A Skill is a reusable set of instructions you package once and Claude loads on demand — solving the problem of pasting the same checklist or procedure into every chat session.
What a skill is
Think of a skill like a saved recipe. Instead of explaining how to make the dish every time, you write it down once and hand it to the chef whenever you need it. In Claude Code, a skill is a directory containing a SKILL.md file. When relevant to the conversation, Claude reads those instructions automatically — or you can call it directly by typing /skill-name. Unlike content in CLAUDE.md (which loads every session), a skill's body only loads when it runs, so long reference material costs almost nothing until you need it.
Anatomy of a skill
Every skill is a directory. The directory name becomes the slash command you type. Inside that directory, SKILL.md is the required file — it has two parts: a YAML frontmatter block (between --- markers) that tells Claude about the skill, and markdown content with the actual instructions Claude follows when the skill runs.
---
name: Summarize Changes
description: Summarizes uncommitted changes and flags anything risky. Use when
the user asks what changed, wants a commit message, or asks to review their diff.
---
## Instructions
Summarize the uncommitted changes in two or three bullet points.
Then list any risks you notice, such as missing error handling or hardcoded values.- description (recommended) — the most important field. Claude reads this to decide when to load the skill automatically. Write it as a plain-English statement of what the skill does and when to use it.
- name (optional) — a display label shown in skill listings. It does NOT change the slash command name; only the directory name does that.
- disable-model-invocation: true — prevents Claude from loading the skill automatically. Use this for actions with side effects (like /deploy) that you want to trigger yourself.
- allowed-tools — tools Claude can use without asking for your approval while the skill is active.
Where skills live
Where you put a skill controls who can use it. Personal skills (under ~/.claude/skills/) are available across every project you work in. Project skills (under .claude/skills/ inside a repo) apply only to that project and can be committed to version control so your whole team shares them. Plugins can also bundle skills, namespaced as /plugin-name:skill-name to avoid conflicts.
- Personal — ~/.claude/skills/<skill-name>/SKILL.md — available in all your projects
- Project — .claude/skills/<skill-name>/SKILL.md — this project only; commit to share with teammates
- Plugin — <plugin>/skills/<skill-name>/SKILL.md — available wherever the plugin is enabled
- Enterprise — managed settings — deployed organization-wide by admins
When skills trigger
Claude loads skill descriptions into context at the start of every session so it knows what tools are available. When your message matches a skill's description, Claude invokes the skill automatically — the full SKILL.md content loads into the conversation and Claude follows the instructions. You can also invoke any user-invocable skill directly by typing /skill-name, with optional arguments after the name.
- Automatic — Claude reads description keywords and loads the skill when your message is a match.
- Manual slash command — type /skill-name (or /skill-name some argument) to invoke directly.
- Arguments — use the $ARGUMENTS placeholder in SKILL.md; /fix-issue 123 passes '123' as $ARGUMENTS.
- disable-model-invocation: true — removes the skill from Claude's auto-loading and keeps it user-only.
Write a minimal skill
Here is a complete working skill that summarizes your uncommitted git changes. Create the directory and file, then try asking Claude 'What did I change?' — it should load the skill automatically.

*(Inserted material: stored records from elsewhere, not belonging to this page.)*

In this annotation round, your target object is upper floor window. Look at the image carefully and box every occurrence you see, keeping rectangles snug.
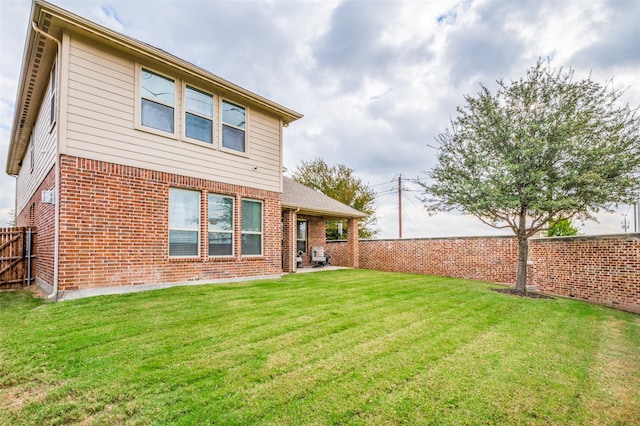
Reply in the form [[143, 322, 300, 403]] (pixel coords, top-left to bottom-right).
[[49, 63, 57, 125], [242, 200, 262, 255], [140, 68, 176, 133], [222, 101, 246, 152], [208, 194, 234, 256], [169, 188, 200, 256], [184, 86, 213, 143]]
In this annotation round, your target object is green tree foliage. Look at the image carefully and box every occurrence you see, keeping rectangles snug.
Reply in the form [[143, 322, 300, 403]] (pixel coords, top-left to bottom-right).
[[423, 60, 640, 291], [291, 158, 379, 240], [547, 218, 578, 237]]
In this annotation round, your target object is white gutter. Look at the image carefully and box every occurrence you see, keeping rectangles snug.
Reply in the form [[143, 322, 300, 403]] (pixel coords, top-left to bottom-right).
[[31, 21, 62, 302]]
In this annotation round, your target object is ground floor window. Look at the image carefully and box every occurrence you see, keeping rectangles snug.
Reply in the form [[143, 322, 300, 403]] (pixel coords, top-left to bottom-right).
[[242, 200, 262, 256], [296, 220, 307, 253], [169, 188, 200, 257], [208, 194, 234, 256]]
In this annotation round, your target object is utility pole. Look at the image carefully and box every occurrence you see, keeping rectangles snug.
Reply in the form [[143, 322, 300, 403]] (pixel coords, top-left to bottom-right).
[[398, 175, 402, 238]]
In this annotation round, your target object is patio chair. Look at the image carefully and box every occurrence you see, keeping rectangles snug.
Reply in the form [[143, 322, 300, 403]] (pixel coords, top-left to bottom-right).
[[311, 247, 327, 267]]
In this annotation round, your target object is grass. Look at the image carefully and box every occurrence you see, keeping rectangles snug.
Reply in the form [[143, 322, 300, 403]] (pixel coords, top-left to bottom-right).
[[0, 270, 640, 425]]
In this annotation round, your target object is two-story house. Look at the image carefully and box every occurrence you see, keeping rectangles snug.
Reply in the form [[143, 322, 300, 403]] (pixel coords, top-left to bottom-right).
[[6, 0, 364, 299]]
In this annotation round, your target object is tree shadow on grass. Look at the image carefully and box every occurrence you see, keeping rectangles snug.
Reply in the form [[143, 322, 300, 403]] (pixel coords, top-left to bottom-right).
[[491, 288, 554, 300]]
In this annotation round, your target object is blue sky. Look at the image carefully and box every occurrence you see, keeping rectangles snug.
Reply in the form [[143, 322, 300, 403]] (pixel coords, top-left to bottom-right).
[[0, 0, 640, 238]]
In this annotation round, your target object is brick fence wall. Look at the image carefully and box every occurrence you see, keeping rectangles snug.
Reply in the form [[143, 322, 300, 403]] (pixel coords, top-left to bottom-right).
[[326, 234, 640, 313], [529, 234, 640, 313]]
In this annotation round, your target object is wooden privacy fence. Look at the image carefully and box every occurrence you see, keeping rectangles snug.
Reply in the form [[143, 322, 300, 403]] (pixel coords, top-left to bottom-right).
[[0, 228, 36, 290]]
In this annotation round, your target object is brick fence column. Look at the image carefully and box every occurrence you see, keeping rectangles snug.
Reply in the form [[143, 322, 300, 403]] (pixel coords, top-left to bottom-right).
[[346, 218, 360, 268]]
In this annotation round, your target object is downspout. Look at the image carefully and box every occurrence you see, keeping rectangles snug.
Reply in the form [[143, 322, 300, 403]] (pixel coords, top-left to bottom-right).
[[291, 207, 300, 272], [31, 21, 62, 302]]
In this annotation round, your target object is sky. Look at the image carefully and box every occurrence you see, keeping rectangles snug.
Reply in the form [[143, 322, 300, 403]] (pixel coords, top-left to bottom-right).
[[0, 0, 640, 238]]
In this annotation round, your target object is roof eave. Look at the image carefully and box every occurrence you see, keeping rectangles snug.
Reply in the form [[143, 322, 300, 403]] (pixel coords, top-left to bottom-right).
[[281, 203, 367, 219]]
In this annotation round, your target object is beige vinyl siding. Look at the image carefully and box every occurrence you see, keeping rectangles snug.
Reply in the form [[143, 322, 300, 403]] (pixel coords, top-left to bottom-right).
[[64, 36, 282, 191], [16, 72, 60, 213]]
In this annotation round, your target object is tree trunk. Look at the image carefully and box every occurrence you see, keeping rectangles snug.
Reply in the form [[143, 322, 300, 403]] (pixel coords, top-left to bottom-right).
[[516, 235, 529, 292]]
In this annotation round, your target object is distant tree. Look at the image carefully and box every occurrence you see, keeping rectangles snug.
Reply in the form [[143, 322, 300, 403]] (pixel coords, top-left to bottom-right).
[[423, 60, 640, 292], [291, 158, 379, 240], [547, 218, 578, 237]]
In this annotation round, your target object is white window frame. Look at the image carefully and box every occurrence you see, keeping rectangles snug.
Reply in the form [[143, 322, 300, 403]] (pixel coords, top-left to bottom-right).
[[218, 97, 249, 157], [182, 82, 218, 148], [240, 198, 264, 257], [167, 187, 202, 259], [135, 63, 180, 139], [207, 192, 236, 257]]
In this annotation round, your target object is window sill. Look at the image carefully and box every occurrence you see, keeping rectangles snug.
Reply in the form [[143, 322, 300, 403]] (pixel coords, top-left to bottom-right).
[[133, 124, 180, 140], [220, 145, 249, 158]]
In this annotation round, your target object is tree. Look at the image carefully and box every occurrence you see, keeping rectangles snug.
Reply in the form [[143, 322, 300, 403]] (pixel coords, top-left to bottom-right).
[[547, 218, 578, 237], [423, 60, 640, 292], [291, 158, 379, 240]]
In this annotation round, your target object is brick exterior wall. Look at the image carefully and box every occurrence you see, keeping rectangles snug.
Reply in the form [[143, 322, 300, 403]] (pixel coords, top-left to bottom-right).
[[327, 234, 640, 313], [294, 215, 327, 267], [529, 234, 640, 313], [16, 167, 55, 286], [59, 156, 282, 291]]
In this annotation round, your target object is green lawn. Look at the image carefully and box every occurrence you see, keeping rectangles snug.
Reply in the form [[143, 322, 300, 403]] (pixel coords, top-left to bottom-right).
[[0, 270, 640, 425]]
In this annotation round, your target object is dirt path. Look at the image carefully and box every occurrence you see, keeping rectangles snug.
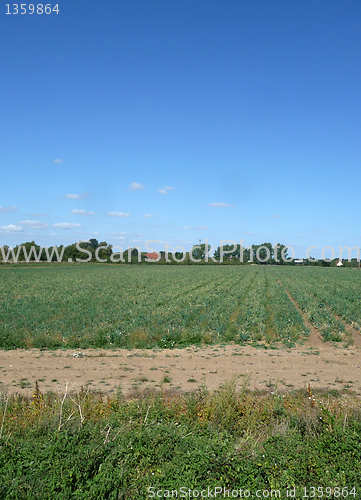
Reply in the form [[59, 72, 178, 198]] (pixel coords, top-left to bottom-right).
[[0, 338, 361, 395]]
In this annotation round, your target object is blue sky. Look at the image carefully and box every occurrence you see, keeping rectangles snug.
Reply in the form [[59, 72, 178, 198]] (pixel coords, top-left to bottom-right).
[[0, 0, 361, 256]]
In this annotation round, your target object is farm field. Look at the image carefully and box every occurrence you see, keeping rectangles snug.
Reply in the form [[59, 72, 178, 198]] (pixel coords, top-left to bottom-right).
[[0, 265, 361, 349], [0, 265, 361, 500]]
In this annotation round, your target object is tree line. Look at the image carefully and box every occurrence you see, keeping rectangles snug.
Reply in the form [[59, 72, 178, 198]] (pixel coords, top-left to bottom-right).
[[0, 238, 358, 267]]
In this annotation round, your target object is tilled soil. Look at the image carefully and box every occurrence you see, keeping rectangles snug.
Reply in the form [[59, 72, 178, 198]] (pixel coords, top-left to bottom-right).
[[0, 333, 361, 395]]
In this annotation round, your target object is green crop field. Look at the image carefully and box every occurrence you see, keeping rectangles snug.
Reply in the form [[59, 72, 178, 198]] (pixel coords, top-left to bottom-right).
[[0, 265, 361, 349]]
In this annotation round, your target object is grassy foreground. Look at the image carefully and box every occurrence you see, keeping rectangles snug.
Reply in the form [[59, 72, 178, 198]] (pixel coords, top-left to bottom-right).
[[0, 381, 361, 500]]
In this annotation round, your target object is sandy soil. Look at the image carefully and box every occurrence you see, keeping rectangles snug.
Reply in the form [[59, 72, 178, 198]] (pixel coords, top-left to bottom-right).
[[0, 332, 361, 395]]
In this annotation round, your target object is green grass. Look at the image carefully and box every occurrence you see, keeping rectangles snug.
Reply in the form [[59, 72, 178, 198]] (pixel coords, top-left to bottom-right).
[[0, 265, 361, 349], [0, 381, 361, 500]]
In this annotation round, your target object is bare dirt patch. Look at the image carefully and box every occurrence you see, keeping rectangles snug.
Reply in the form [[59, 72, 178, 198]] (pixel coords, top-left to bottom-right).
[[0, 339, 361, 395]]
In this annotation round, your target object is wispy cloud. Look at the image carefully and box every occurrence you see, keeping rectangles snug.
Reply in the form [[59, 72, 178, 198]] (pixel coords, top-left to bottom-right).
[[129, 182, 144, 191], [71, 208, 96, 215], [105, 231, 143, 237], [107, 212, 130, 217], [53, 222, 81, 229], [19, 220, 48, 229], [0, 224, 24, 233], [65, 193, 90, 200], [0, 207, 18, 214], [158, 186, 177, 194], [208, 202, 235, 207]]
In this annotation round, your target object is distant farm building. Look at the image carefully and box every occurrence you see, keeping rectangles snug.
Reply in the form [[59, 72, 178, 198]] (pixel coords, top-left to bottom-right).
[[145, 252, 159, 260]]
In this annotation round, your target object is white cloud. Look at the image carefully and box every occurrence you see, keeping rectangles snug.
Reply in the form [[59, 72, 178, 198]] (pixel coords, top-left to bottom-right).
[[158, 186, 177, 194], [208, 203, 234, 207], [105, 231, 143, 238], [0, 224, 24, 233], [53, 222, 81, 229], [0, 207, 18, 214], [65, 193, 90, 200], [71, 208, 96, 215], [129, 182, 144, 191], [107, 212, 130, 217], [19, 220, 48, 229]]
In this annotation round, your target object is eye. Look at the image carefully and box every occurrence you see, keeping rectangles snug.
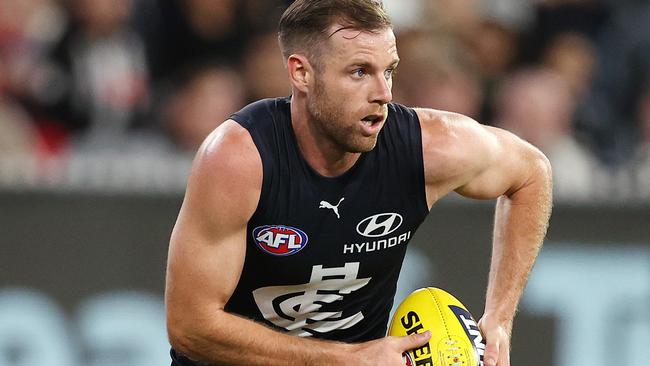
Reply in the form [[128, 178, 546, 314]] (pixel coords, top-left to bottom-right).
[[353, 69, 366, 78]]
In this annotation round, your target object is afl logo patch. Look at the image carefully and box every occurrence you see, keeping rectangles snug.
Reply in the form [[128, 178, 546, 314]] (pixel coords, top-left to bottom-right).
[[253, 225, 308, 256], [402, 352, 412, 366], [357, 213, 402, 238]]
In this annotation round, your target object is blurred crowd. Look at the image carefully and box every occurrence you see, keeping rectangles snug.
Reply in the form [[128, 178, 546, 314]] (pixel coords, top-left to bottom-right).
[[0, 0, 650, 200]]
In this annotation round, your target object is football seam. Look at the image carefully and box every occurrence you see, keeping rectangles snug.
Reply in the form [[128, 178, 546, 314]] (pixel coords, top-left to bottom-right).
[[428, 290, 451, 339]]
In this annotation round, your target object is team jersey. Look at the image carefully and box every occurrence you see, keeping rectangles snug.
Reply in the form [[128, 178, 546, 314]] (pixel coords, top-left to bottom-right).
[[172, 98, 428, 365]]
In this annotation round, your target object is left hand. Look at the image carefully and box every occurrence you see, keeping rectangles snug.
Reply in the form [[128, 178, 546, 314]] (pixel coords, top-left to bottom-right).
[[478, 315, 512, 366]]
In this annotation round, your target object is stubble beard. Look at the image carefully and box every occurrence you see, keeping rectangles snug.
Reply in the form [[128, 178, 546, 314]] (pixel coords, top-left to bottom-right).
[[307, 79, 377, 153]]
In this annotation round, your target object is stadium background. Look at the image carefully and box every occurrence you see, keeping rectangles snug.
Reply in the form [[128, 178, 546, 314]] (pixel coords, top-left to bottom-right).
[[0, 0, 650, 366]]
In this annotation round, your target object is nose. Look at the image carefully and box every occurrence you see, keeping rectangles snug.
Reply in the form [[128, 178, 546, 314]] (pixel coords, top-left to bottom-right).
[[372, 75, 393, 105]]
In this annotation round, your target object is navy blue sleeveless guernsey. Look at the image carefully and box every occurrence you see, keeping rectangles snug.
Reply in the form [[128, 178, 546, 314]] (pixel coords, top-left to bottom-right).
[[172, 98, 428, 365]]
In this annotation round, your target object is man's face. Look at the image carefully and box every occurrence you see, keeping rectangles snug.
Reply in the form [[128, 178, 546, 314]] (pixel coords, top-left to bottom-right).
[[308, 26, 399, 153]]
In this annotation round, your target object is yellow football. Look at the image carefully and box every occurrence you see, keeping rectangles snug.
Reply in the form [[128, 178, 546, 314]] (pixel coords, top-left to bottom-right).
[[388, 287, 485, 366]]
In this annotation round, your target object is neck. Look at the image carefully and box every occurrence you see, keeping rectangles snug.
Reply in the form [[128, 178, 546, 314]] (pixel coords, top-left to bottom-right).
[[291, 93, 361, 177]]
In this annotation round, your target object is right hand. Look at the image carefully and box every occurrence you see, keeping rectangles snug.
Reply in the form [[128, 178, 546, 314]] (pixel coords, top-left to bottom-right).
[[350, 331, 431, 366]]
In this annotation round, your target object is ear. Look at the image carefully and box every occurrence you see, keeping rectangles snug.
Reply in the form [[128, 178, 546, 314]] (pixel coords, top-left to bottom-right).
[[287, 54, 314, 93]]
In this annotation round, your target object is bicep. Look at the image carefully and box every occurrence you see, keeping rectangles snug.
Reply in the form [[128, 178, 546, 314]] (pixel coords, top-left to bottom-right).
[[416, 109, 548, 206], [165, 122, 262, 321], [455, 126, 547, 199]]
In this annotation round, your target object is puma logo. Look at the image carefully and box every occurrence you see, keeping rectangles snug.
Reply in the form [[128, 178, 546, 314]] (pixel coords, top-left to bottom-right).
[[318, 197, 345, 219]]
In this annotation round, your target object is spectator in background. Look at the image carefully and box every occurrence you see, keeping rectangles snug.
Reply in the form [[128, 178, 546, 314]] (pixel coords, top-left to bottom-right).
[[243, 32, 291, 101], [0, 0, 65, 157], [543, 32, 598, 100], [394, 32, 483, 118], [145, 0, 250, 86], [580, 1, 650, 166], [163, 66, 246, 154], [38, 0, 149, 150], [494, 67, 598, 200]]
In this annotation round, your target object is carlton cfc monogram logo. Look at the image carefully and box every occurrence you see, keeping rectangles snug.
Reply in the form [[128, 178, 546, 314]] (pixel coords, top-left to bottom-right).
[[357, 213, 403, 238], [253, 225, 308, 256]]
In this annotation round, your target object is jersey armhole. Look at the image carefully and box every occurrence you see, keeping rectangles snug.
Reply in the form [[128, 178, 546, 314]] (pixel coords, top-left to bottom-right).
[[230, 113, 272, 217]]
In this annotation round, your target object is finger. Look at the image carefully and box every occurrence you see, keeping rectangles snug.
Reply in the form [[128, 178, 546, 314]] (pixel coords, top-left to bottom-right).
[[498, 349, 510, 366], [483, 339, 498, 366], [397, 330, 431, 352]]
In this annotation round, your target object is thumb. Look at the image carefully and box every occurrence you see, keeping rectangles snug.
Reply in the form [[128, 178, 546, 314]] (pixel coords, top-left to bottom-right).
[[483, 341, 500, 366], [399, 330, 431, 351]]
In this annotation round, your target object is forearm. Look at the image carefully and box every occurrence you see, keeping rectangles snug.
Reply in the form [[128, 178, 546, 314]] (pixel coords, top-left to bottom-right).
[[170, 311, 351, 366], [485, 161, 552, 330]]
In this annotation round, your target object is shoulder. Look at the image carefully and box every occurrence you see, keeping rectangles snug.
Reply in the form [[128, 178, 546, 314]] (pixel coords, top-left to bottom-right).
[[186, 120, 263, 223], [231, 97, 290, 129]]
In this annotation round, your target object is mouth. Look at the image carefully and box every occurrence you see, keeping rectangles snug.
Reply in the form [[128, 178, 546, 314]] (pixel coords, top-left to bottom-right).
[[361, 114, 384, 126]]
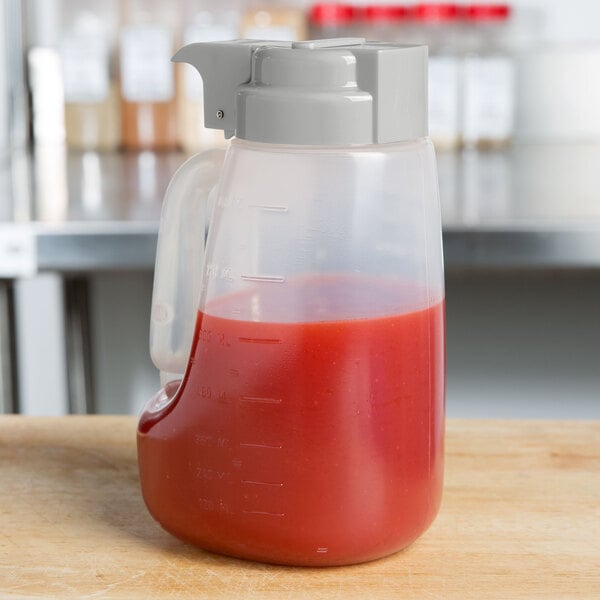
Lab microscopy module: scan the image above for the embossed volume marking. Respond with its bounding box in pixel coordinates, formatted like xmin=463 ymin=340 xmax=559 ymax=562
xmin=243 ymin=510 xmax=285 ymax=517
xmin=238 ymin=338 xmax=281 ymax=344
xmin=240 ymin=442 xmax=283 ymax=450
xmin=242 ymin=396 xmax=281 ymax=404
xmin=240 ymin=275 xmax=285 ymax=283
xmin=241 ymin=479 xmax=283 ymax=487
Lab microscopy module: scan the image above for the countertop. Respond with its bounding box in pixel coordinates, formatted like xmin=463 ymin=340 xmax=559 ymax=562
xmin=0 ymin=143 xmax=600 ymax=277
xmin=0 ymin=417 xmax=600 ymax=600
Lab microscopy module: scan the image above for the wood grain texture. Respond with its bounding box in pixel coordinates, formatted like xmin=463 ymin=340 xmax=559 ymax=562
xmin=0 ymin=417 xmax=600 ymax=600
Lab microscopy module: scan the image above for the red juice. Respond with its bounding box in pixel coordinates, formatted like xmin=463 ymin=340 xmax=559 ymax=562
xmin=138 ymin=279 xmax=445 ymax=565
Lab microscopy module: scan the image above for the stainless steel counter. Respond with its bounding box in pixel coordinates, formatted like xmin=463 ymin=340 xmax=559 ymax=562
xmin=0 ymin=144 xmax=600 ymax=277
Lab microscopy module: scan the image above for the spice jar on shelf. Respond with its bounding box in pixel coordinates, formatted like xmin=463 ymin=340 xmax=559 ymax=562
xmin=413 ymin=4 xmax=460 ymax=150
xmin=241 ymin=3 xmax=306 ymax=41
xmin=462 ymin=4 xmax=515 ymax=149
xmin=60 ymin=0 xmax=121 ymax=150
xmin=360 ymin=4 xmax=410 ymax=43
xmin=120 ymin=0 xmax=178 ymax=150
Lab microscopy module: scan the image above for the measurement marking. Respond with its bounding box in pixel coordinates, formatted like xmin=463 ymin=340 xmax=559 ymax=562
xmin=243 ymin=510 xmax=285 ymax=517
xmin=240 ymin=442 xmax=283 ymax=450
xmin=238 ymin=338 xmax=281 ymax=344
xmin=250 ymin=204 xmax=288 ymax=212
xmin=241 ymin=275 xmax=285 ymax=283
xmin=242 ymin=479 xmax=283 ymax=487
xmin=242 ymin=396 xmax=281 ymax=404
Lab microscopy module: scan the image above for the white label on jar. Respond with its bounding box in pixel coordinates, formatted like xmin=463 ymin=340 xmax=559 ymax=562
xmin=60 ymin=33 xmax=110 ymax=102
xmin=183 ymin=25 xmax=237 ymax=102
xmin=120 ymin=25 xmax=174 ymax=102
xmin=429 ymin=56 xmax=459 ymax=144
xmin=0 ymin=223 xmax=37 ymax=278
xmin=463 ymin=56 xmax=515 ymax=142
xmin=244 ymin=25 xmax=298 ymax=42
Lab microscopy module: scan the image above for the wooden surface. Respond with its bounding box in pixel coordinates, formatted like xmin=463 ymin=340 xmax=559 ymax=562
xmin=0 ymin=417 xmax=600 ymax=600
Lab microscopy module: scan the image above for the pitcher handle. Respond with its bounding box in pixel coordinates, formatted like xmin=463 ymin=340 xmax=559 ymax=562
xmin=150 ymin=149 xmax=225 ymax=386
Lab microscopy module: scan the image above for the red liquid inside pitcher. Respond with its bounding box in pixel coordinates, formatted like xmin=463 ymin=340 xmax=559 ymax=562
xmin=138 ymin=277 xmax=444 ymax=565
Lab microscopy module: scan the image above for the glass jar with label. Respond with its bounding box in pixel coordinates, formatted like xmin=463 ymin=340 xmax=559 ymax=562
xmin=462 ymin=4 xmax=515 ymax=149
xmin=309 ymin=2 xmax=362 ymax=40
xmin=176 ymin=0 xmax=240 ymax=152
xmin=241 ymin=3 xmax=306 ymax=41
xmin=361 ymin=4 xmax=410 ymax=43
xmin=59 ymin=0 xmax=121 ymax=150
xmin=119 ymin=0 xmax=179 ymax=150
xmin=413 ymin=4 xmax=460 ymax=150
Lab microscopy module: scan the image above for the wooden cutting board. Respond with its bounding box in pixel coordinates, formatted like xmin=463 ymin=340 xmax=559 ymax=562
xmin=0 ymin=417 xmax=600 ymax=600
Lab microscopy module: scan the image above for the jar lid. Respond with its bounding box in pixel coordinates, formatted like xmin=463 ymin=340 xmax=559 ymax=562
xmin=465 ymin=4 xmax=510 ymax=21
xmin=173 ymin=38 xmax=427 ymax=146
xmin=363 ymin=4 xmax=410 ymax=23
xmin=413 ymin=3 xmax=460 ymax=22
xmin=309 ymin=2 xmax=358 ymax=25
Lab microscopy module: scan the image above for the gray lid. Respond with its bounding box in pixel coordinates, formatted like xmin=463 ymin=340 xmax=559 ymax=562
xmin=173 ymin=38 xmax=427 ymax=146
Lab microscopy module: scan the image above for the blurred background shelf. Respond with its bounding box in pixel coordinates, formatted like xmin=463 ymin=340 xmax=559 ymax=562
xmin=0 ymin=0 xmax=600 ymax=418
xmin=0 ymin=144 xmax=600 ymax=277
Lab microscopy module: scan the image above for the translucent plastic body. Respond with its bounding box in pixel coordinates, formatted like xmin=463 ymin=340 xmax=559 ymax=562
xmin=138 ymin=140 xmax=444 ymax=565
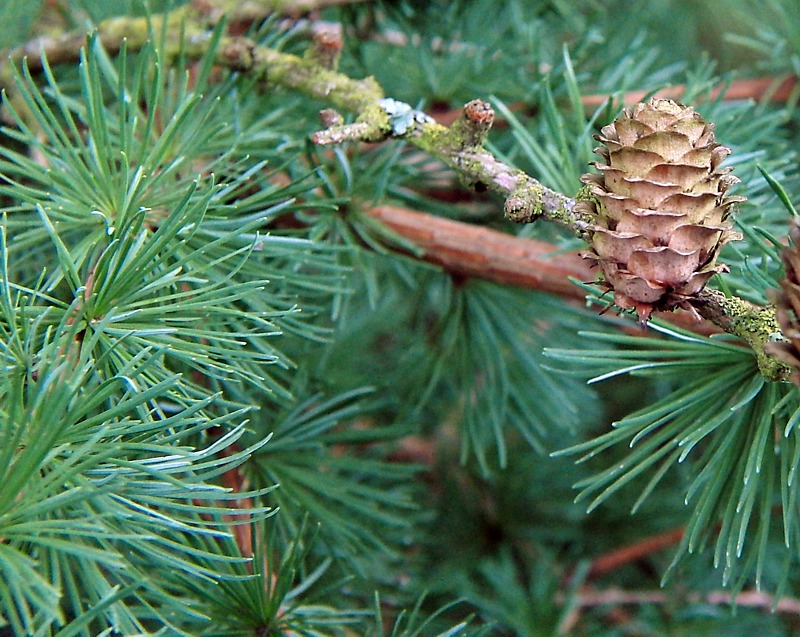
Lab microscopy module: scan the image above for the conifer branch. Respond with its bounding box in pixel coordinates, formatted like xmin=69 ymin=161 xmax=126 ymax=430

mkdir -p ~/.claude/skills/summarize-changesSave the following to ~/.claude/skills/summarize-changes/SKILL.md:
---
description: Summarizes uncommitted changes and flags anything risky. Use when
the user asks what changed, wants a commit message, or asks to review their diff.
---
## Current changes
!`git diff HEAD`
## Instructions
Summarize the changes above in two or three bullet points, then list any risks
you notice such as missing error handling, hardcoded values, or tests that need
updating. If the diff is empty, say there are no uncommitted changes.The line starting with !` is dynamic context injection — Claude Code runs that shell command before sending the skill to Claude, replacing the line with the actual diff output. Claude sees real data, not a placeholder. You can now trigger the skill two ways: ask 'What did I change?' (automatic) or type /summarize-changes (direct).